Review Summary: Transcendental black metal? Try go fuck yourself.
“Kvlt” black metal, “trve” black metal, call it whatever you’d like but in 2012 real black is still alive and kicking tremendous amounts of ass. From the Cascadians and their nature inspired approach to the Black Twilight Circle's ominous atmospheric noise, underground black metal is thriving and it’s fans couldn’t be any happier (well as happy as black metal fans get anyway). Joining the ranks of excellence alongside bands like Odz Manouk, Cornigr, and Aksumite amongst others, South England’s Gaunt and their first untitled demo is a release that will soon set the worldwide black metal fan base ablaze.
The essence of Gaunt lies in their purveyance of true, untainted black metal – with many people nowadays thinking reinventing the wheel is the way to go, Gaunt shoves those ideals down their throats, exemplifying that sticking to the basics can be just as, if not more rewarding than attempting originality for its own sake. Take for instance opening song “Under The Sun of Torture”; seething with aggression the song sticks to the same basic blasting pace for the majority of its running time, hypnotizing the listener with its grand repetition and ever so subtle chord changes. At first listen it’s easy to mistake Gaunt’s blackened chaos for a cluttered mess, but really their structuring is superb – the band knows exactly what they’re doing, building songs in way that succeeds in sticking to black metal’s most basic tenets while also enthralling the listener with its skillful craft.

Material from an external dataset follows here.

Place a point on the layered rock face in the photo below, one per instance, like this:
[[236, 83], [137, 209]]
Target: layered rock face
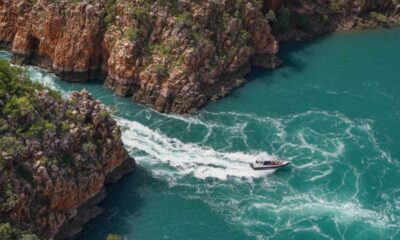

With “Under the Sun of Torture” easily being the most “one-sided” of the demos three tracks, the following two songs, “The One In the Void” and “Ministry of Reconstruction” are where Gaunt truly hit their stride – infusing simple yet stark melodies into the songs the band successfully plays both the atmospheric and more riff based fields of black metal; while in one instant they have you locked in their eerie trance, the next grabs your attention with crude yet great guitar lines, once again digging into black metal’s origins with their punky panache. In it’s relatively short running time of thirteen minutes, Gaunt’s introductory demo should no doubt have you craving more – displaying a near perfect performance, their b(l)ack to the roots delivery has certainly earned them a spot at the top of the black metal pedestal, a more than worthy addition to the growing number of excellent bands that have made black metal listening such a pleasure this past year.